Home > front end >  Python behavior of classes that have nested classes
Python behavior of classes that have nested classes

Time:11-03

I have a number of factory objects that look like the following:

class OperatorFactory(factory.alchemy.SQLAlchemyModelFactory):
    class Meta:
        model = Operator
        sqlalchemy_session = Session()
        sqlalchemy_session_persistence = 'commit'

    operator = 'equals'

They all share that same Meta inner class and have distinct models, but they also share those sqlalchemy_session and sqlalchemy_session_persistence lines.

My question is, is it possible to write this object in a more DRY (don't repeat yourself) fashion where I don't have to constantly include the lines sqlalchemy_session = Session() and sqlalchemy_session_persistence = 'commit'?

So far I have at least a dozen factories and it's getting repetitive.

CodePudding user response:

Instead of having Meta as an inner-class you can make it a base class and just have factories inherit off it. As you've said they have distinct models you can simply provide a parameter for that to __init__. Take the following for example:

class Meta:
    def __init__(self, Operator):
        model = Operator
        sqlalchemy_session = Session()
        sqlalchemy_session_persistence = 'commit'

class Factory1(Meta, factory.alchemy.SQLAlchemyModelFactory):
    def __init__(self):
        op = 'equals'
        super.__init__(op)

class Factory2(Meta, factory.alchemy.SQLAlchemyModelFactory):
    def __init__(self):
        op = 'lessthan'
        super.__init__(op)

CodePudding user response:

I'm not 100% certain what sessions you want to be shared, the only documentation I could find talks about sharing sessions between all factories but you are generating a separate session for each factory class but not for every instance. (it is a class variable so it is shared between all instances)

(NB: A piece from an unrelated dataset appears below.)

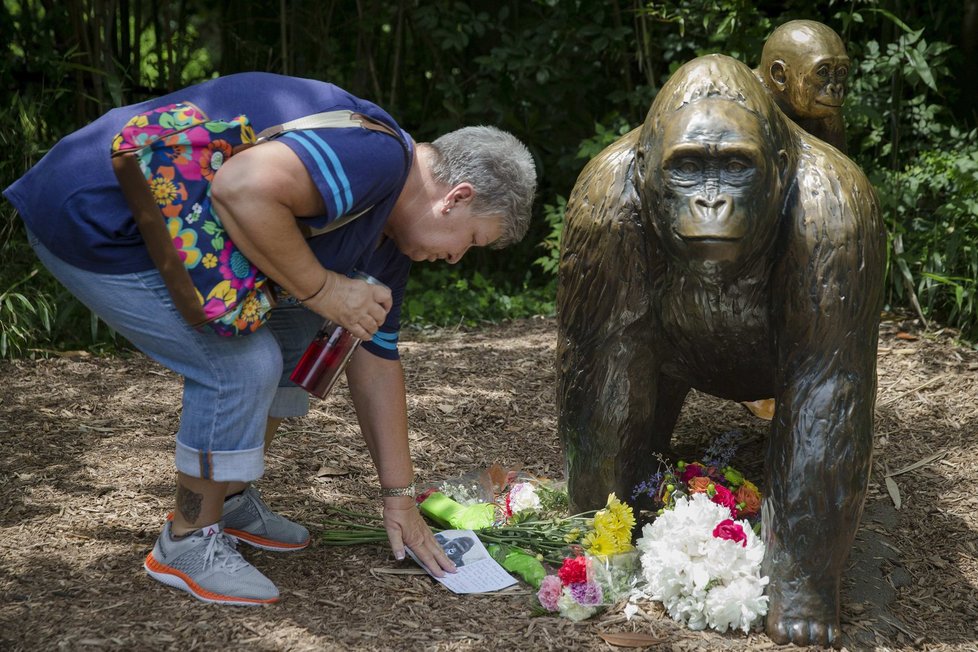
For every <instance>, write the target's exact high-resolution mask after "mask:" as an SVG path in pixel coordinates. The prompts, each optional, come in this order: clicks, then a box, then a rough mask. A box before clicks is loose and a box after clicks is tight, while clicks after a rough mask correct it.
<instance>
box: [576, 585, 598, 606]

Assuming this was an oversight and you actually want a single session for all Meta fields, you would create a base class for the Meta class:

class BaseMeta:
    # now this sessions is shared between ALL factories
    sqlalchemy_session = Session()
    sqlalchemy_session_persistence = 'commit'

class OperatorFactory(factory.alchemy.SQLAlchemyModelFactory):
    class Meta(BaseMeta):
        model = Operator

    operator = 'equals'

alternatively if you want each class to have their own session then you may want a factory function for your meta class of your factory class.

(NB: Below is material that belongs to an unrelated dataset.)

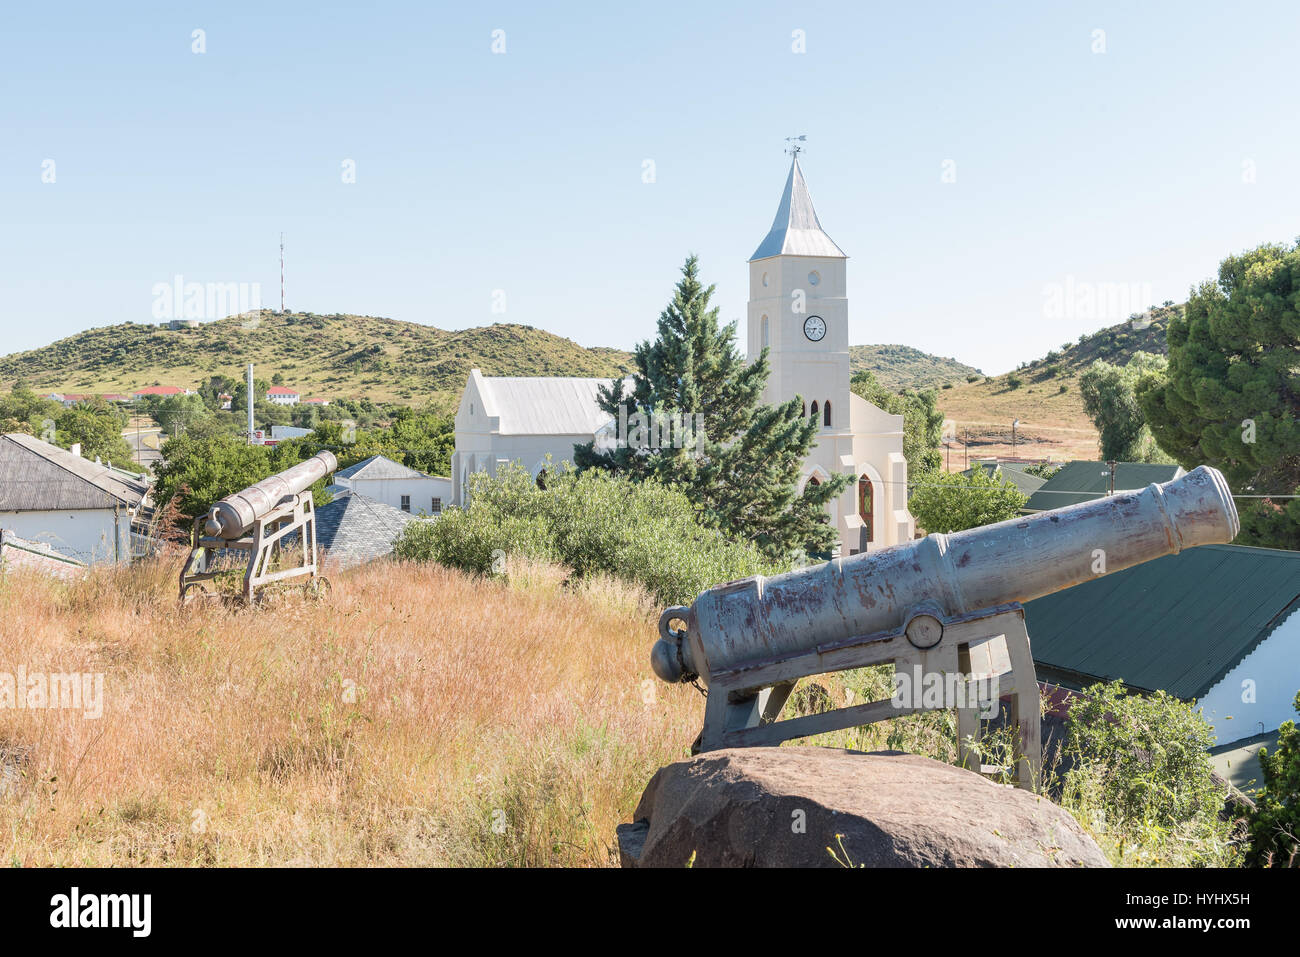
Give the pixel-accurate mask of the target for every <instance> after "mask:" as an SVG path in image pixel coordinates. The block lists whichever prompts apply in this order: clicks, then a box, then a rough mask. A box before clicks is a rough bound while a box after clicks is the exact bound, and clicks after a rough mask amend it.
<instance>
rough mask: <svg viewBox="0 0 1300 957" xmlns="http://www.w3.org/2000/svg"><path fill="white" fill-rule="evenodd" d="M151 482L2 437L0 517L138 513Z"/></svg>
mask: <svg viewBox="0 0 1300 957" xmlns="http://www.w3.org/2000/svg"><path fill="white" fill-rule="evenodd" d="M147 492H148V482H147V481H146V480H143V479H134V477H133V476H131V475H130V473H125V472H121V471H120V469H116V468H113V469H110V468H108V467H107V465H101V464H96V463H94V462H90V460H88V459H83V458H81V456H79V455H73V454H72V452H70V451H68V450H66V449H60V447H59V446H56V445H51V443H49V442H43V441H40V439H39V438H35V437H34V436H27V434H23V433H21V432H10V433H5V434H4V436H0V511H42V510H56V508H69V510H77V508H112V507H113V506H114V505H125V506H127V507H130V508H134V507H135V506H138V505H139V503H140V499H143V498H144V494H146V493H147Z"/></svg>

def generate_meta_options(model_):
    class Meta:
        model = model_
        sqlalchemy_session = Session()
        sqlalchemy_session_persistence = 'commit'
    return Meta

class OperatorFactory(factory.alchemy.SQLAlchemyModelFactory):
    Meta = generate_meta_options(Operator)
    operator = 'equals'

If the intention is instead to have a separate session for every instance I'm not sure what should be done, I can't figure the relevant documentation on how the factory objects are instantiated.